Soon, “Have you had Marty’s waffles?” became a familiar phrase heard around town and school. Realizing his teaching position would be in jeopardy within a few years due to ever-shrinking budgets, Marty saw that this was his chance at the mobile food business that he always wanted.
He took the leap and began fabricating a food truck. In August of 2011, he bought a used step van. While still teaching full time during the 2012–13 school year, he and his former student and friend, Pete Hall, began the arduous task of gutting the delivery truck. In their spare time, they transformed it with their bare hands into an outfitted, health department-approved kitchen on wheels. Fortunately for Marty, his wife Julie, a professional graphic designer, took on the job of branding the company and designing the food truck. Marty and Pete did the custom paint job themselves, too. Once the finishing touches were applied and the truck was finally finished, they all knew they had something far greater than they could have ever imagined. The truck launched in August 2013. You can view an album of the finished truck design here.
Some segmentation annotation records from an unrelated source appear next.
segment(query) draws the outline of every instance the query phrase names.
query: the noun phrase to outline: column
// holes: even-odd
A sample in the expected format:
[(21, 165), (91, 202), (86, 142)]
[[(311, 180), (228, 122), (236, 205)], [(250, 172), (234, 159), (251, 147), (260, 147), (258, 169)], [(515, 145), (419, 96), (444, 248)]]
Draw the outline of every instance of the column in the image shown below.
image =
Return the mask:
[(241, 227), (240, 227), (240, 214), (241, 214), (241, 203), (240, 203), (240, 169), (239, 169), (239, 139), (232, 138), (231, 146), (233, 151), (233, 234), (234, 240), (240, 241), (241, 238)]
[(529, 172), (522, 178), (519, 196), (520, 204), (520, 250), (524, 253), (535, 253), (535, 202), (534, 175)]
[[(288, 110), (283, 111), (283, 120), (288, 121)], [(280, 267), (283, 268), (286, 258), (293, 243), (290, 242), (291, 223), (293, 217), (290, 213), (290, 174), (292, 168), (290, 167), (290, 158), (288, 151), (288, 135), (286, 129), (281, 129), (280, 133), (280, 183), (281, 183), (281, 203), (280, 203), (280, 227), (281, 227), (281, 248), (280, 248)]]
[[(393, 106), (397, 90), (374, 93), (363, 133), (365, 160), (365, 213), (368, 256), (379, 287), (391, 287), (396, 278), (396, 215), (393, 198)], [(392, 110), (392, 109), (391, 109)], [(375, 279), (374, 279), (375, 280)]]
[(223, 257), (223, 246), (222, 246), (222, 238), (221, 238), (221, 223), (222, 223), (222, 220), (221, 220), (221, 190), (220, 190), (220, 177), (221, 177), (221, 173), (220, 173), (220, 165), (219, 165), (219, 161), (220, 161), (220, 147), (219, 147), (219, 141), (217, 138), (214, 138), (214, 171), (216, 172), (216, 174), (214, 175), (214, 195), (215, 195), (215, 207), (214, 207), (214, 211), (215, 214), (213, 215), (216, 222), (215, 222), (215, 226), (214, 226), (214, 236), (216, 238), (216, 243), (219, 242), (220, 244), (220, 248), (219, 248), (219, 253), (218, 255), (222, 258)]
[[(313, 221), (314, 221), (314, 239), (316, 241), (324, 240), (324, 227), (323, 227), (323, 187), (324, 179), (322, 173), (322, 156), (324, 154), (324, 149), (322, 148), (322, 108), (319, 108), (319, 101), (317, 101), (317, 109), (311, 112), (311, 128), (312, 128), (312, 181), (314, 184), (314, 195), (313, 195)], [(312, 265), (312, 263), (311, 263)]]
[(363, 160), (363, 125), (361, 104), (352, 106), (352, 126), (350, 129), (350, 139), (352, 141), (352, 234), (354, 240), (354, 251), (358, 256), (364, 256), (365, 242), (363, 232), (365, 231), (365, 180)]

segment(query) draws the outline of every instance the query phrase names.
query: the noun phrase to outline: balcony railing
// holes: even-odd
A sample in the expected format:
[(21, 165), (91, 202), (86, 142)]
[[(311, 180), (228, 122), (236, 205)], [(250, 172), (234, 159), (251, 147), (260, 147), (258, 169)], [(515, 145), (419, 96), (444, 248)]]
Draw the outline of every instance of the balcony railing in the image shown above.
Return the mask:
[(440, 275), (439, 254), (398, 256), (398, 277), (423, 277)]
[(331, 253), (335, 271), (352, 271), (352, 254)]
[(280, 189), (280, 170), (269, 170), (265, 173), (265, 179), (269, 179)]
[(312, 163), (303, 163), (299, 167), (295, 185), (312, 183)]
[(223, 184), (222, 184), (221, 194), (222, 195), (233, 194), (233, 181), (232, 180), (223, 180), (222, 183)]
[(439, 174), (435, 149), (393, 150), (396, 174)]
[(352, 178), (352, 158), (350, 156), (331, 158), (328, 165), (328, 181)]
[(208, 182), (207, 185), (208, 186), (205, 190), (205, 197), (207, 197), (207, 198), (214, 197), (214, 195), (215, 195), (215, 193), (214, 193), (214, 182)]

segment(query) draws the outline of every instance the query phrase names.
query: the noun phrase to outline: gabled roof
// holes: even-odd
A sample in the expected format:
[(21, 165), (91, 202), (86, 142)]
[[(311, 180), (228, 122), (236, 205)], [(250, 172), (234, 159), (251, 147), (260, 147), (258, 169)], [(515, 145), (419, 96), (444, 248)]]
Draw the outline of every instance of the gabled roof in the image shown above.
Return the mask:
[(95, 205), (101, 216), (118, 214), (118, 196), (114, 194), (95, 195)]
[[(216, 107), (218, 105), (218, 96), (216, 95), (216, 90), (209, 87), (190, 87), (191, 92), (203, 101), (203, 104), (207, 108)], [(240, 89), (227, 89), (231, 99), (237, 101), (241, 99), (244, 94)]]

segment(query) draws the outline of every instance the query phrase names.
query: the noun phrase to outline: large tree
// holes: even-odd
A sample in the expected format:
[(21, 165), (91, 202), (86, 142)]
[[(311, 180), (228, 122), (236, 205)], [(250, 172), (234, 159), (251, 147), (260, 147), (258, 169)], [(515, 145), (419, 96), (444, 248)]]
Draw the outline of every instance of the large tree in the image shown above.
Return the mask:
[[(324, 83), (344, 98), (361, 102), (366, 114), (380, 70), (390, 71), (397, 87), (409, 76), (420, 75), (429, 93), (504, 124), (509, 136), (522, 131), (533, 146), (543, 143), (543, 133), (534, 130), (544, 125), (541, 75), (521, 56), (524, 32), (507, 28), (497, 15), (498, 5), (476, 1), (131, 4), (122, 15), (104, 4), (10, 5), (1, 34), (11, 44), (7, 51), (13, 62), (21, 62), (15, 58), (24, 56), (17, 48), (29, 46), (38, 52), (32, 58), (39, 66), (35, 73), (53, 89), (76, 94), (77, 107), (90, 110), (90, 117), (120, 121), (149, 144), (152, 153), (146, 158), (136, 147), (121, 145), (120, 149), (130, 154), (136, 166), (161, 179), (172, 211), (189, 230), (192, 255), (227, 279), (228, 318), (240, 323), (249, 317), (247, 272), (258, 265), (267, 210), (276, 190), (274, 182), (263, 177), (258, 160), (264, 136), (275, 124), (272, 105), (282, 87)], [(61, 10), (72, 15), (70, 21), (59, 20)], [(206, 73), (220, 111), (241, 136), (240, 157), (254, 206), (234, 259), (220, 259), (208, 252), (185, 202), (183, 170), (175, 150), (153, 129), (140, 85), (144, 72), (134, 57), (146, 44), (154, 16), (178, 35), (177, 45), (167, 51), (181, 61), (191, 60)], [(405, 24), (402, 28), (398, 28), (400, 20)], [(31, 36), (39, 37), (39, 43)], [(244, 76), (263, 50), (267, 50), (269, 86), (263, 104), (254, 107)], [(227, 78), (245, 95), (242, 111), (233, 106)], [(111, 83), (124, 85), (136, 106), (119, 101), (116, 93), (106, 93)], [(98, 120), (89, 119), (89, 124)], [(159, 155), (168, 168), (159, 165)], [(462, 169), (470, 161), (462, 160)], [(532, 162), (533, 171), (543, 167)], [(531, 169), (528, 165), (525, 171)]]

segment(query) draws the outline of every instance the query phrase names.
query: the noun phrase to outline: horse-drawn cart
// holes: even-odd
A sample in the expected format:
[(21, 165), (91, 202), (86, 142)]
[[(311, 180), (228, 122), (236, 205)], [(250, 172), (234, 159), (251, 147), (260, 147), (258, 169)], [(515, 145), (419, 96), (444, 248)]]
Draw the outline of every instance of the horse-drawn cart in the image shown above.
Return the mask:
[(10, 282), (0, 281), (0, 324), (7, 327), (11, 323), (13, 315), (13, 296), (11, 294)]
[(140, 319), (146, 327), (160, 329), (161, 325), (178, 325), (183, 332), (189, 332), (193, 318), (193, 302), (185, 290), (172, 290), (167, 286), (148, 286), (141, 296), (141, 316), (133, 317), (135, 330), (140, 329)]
The success of Marty’s Waffles relies heavily on many important people. Marty is the president/owner/daily operator of the business while Julie tends to all things design, branding, and social media. Pete Hall is Marty’s right-hand man when he is not traveling to exotic locations in the Caribbean, Hawaii, Miami, or Southern California to sing and perform with his bands. Willing family, friends, and neighbors come to the rescue for larger events, too. No matter whom you may encounter on the truck, you will always be greeted with a smile. Our goal is to ensure every customer experiences our waffles as if they’ve stepped into our very own kitchen, sharing this family treasure with them, because that’s how it all started!
Ivo & Mathelde Hoste are the people in the photograph. They are Marty’s Belgian Great-Great-Great Grandparents on the Meersman side of his family. The original, hand-colored photo is in a large, bubble glass frame and dates from c.1860 (minus the flying waffles). It is a family treasure passed down from Marty’s Great Grandfather to his Grandfather, then to his Dad, and then to Marty. It is one of the oldest family posessions he has.